Wrestling mat dedicated to Hall of Famer Phil Grebinar
March 18, 2013

After becoming WPI’s head wrestling coach, straight out of college and just 22 years old, Phil Grebinar went on to build both a successful program and an extended second family.

His teams became a dominant force in New England, and the school’s alumni wrestling group is “super active, super tight,” says Steve Hall ’87, who wrestled for Grebinar and is the current head coach.

“He was a great coach and mentor for all of us,” Hall says. “It was a great experience.”

Already a member of the WPI Athletic Hall of Fame, Grebinar was honored in 2010 when an endowment to help support the wrestling program that was named for him. And just last month, the wrestling community literally went to the mat for the man who developed the program over 33 years as head coach, inscribing his name on a 48×48-foot competition mat.

Grebinar wrestled and played football for a year at Rutgers University before transferring to Cortland State in New York, where he played both sports and decided he wanted to become a physical education teacher.

He came to WPI as head wrestling coach and an assistant football coach. He says he found a wrestling program that lacked stability and had trouble recruiting athletes.

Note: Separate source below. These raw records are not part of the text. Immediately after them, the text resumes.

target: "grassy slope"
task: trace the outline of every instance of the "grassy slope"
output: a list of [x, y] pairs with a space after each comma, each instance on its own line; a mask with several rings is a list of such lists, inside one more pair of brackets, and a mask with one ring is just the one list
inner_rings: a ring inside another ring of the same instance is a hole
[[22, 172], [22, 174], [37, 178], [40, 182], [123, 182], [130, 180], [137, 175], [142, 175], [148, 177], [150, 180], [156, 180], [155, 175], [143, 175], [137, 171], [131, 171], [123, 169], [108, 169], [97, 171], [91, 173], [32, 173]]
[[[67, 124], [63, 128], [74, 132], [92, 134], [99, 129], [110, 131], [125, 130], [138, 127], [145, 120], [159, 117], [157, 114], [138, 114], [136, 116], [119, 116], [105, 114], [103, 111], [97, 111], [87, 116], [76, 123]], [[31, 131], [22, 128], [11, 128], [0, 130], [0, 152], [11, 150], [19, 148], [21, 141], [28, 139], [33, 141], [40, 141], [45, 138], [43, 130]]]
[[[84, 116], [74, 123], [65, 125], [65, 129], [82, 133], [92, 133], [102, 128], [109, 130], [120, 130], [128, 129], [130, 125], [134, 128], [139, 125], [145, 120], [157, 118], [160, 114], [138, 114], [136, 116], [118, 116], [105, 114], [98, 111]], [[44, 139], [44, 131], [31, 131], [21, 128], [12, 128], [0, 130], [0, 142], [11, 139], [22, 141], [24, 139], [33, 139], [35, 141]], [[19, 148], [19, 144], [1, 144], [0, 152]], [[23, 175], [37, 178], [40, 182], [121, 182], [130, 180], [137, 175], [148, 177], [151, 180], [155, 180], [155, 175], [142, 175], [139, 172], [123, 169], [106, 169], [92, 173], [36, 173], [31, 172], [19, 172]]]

“If you don’t have talent, it’s hard to win,” he says, adding that coaching can only carry a team so far. “Talent wants to surround itself with talent. It makes it a little easier to win.”

Grebinar stepped up the recruiting and his teams worked their way to the highest winning percentage in WPI sports, coming out on top in more than 400 matches. He coached 195 All-New England wrestlers, including Coach Hall.

After the 2004–05 season, Grebinar stepped down and now is director of the physical education department, where he teaches and is involved in scheduling, fund-raising, and WPI’s Athletic Hall of Fame.

“There’s certain things I miss, certain things I don’t miss,” he says about life after coaching.

Because he referees other college (and high school) matches, he usually keeps some distance from the WPI team. He says the only time that he has seen a complete WPI match since his retirement was when the mat was dedicated.

But when he was interviewed the last week of February, he was busy as co-director of the 2013 NCAA Division III Northeast Regional Wrestling Tournament, which brought 18 teams to the WPI campus.

Hall, in his third year as head coach, says he models his own coaching style after Grebinar, who taught his wrestlers not only how to succeed on the mat, but how to balance athletic and school life.

Hall says his mentor was passionate about the sport, detail oriented, and always prepared for the competition—knowing opponents’ strengths and weaknesses.

It’s safe to say that under Grebinar, wrestling became a point of pride at WPI.

“It was a popular sport here on campus,” Hall says. “It drew great crowds, packing Alumni Gym to the rafters.”

By putting Grebinar’s name on the new mat—which helped replace mats that Hall had wrestled on—the program ties the old to the new, adding to the heritage of WPI wrestling, according to Hall.

Asked to describe Grebinar’s legacy, the current coach is quick to answer: “It’s known as the WPI wrestling family,” says Hall who points to wrestlers from 30 years ago and their close ties to campus. Many returned for the recent mat dedication.

The dedication, which was attended by Grebinar’s wife, his two sons and their wives, and his six grandchildren, meant a lot him. He says it acknowledged that he had achieved something worthy.

Still, he says he might be sticking around for a while, gesturing to his office in the new Sports & Recreation Center.

“I had been living in Alumni Gym for 40 years,” he says with a laugh. “I might stay longer just because this building is so nice.”